Pathophysiology of lactose intolerance
It is important for the pediatrician to understand the clinical spectrum of lactose problems.1,2 Generally, the syndrome incidence is lower in younger children and begins to increase around school age. The following definitions are important for the pediatrician to understand:2
· Lactase deficiency—decreased lactase enzyme activity in the intestinal brush border.
· Lactose malabsorption—failure to absorb lactose in the small bowel.
· Lactose intolerance—clinical syndrome resulting from malabsorption.
Lactose intake is generally highest during infancy and then decreases with age. About 25% of lactose is absorbed in the small intestine by hydrolyzation with intestinal lactase. In the colon, the remainder of unabsorbed lactose is converted into short-chain fatty acids and hydrogen by the bacterial flora so that it can be absorbed. In some people, a certain degree of lactase deficiency can be mediated by this conversion process.2,3
The exact prevalence of lactose intolerance is not able to be determined, but it is more common among some pediatric populations such as those with recurrent abdominal pain.4,5
Ethnicity significantly impacts risk with worldwide incidence, ranging from 5% to nearly 100%. European and white Americans have the lowest incidence. African Americans, Hispanic Americans, Asian Americans, and Native Americans all have higher incidences, but not nearly as high as is seen in parts of Asia and South America.6 This genetic reduction in lactase enzyme activity is a primary lactose malabsorption problem and is most common in mid-childhood.7 Congenital lactase deficiency, also a cause of primary lactose malabsorption, is a rare autosomal recessive disorder.

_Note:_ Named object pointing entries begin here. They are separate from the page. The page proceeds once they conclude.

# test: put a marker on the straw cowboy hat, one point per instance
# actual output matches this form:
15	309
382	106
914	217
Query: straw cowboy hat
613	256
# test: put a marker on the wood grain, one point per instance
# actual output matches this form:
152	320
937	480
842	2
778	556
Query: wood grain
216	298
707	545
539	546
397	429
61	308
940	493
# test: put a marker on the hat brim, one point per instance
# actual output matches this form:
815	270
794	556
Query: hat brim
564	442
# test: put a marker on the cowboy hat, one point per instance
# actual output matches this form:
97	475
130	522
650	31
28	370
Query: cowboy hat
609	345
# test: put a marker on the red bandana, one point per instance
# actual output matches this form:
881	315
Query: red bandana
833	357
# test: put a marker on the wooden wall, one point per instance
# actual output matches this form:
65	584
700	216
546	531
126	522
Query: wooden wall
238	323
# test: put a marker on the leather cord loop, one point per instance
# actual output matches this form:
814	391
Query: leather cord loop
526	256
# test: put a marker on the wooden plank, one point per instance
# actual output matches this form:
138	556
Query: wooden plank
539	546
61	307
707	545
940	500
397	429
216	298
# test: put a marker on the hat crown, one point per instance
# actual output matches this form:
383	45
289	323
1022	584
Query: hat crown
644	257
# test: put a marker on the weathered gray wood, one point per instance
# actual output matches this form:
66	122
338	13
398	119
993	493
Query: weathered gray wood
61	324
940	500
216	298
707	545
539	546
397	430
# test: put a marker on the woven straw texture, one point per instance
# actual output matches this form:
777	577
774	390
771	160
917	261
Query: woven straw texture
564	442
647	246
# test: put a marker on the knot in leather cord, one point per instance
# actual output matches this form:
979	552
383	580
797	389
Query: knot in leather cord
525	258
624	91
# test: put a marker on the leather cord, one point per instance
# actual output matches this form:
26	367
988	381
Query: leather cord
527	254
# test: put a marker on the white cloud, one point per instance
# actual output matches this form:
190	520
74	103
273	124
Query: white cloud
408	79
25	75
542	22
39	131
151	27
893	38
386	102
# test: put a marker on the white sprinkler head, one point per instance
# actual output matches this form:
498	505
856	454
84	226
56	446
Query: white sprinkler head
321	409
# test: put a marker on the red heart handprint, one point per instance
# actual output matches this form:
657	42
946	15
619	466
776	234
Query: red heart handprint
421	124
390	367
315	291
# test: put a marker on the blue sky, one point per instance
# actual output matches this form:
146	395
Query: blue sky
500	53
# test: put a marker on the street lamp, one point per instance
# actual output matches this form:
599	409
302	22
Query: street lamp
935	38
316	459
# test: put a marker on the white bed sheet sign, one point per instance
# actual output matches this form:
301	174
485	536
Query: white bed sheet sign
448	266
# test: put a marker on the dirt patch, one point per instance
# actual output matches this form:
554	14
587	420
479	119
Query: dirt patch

Lactose malabsorption also may occur secondary to other gastrointestinal processes such as bacterial overgrowth, intestinal infection (eg, rotavirus, Giardia, and other parasites) or inflammatory processes such as celiac disease, Crohn disease, and immune-related enteropathies.2
Symptoms can be highly variable between individual patients (Table2,6-8). Children with faster transit times through the colon may be more likely to develop more significant symptoms.9 Similarly, foods that decrease gastric emptying times (eg, yogurt) may reduce symptoms of lactose intolerance.2 There is also a small group of patients that demonstrate lactose malabsorption but do not manifest any symptoms.10
Pediatricians take a varied approach to the diagnosis of lactose intolerance. Many pediatricians make a presumptive diagnosis based on history alone with the presence of symptoms with ingestion of lactose products. The diagnosis is often buttressed by symptom resolutions with avoidance and recurrence upon lactose challenge. The 2006 guideline from the American Academy of Pediatrics (AAP) states that a strict lactose-free, 2-week trial with resolution of symptoms and recurrence upon reintroduction is sufficient for diagnosis.2
More objective measures are sometimes preferred, and other indications for testing may include:
· Diagnostic uncertainty.
· Parental concern.
· Desire to avoid lactose-restricted diets.
· Patients in whom the diagnosis may clinically look like lactose intolerance, but the patient is at low risk based on ethnicity.
· Patients with unexplained or severe symptoms.
· Patients in whom the pediatrician suspects lactose intolerance, but the patient does not improve on a lactose-free diet.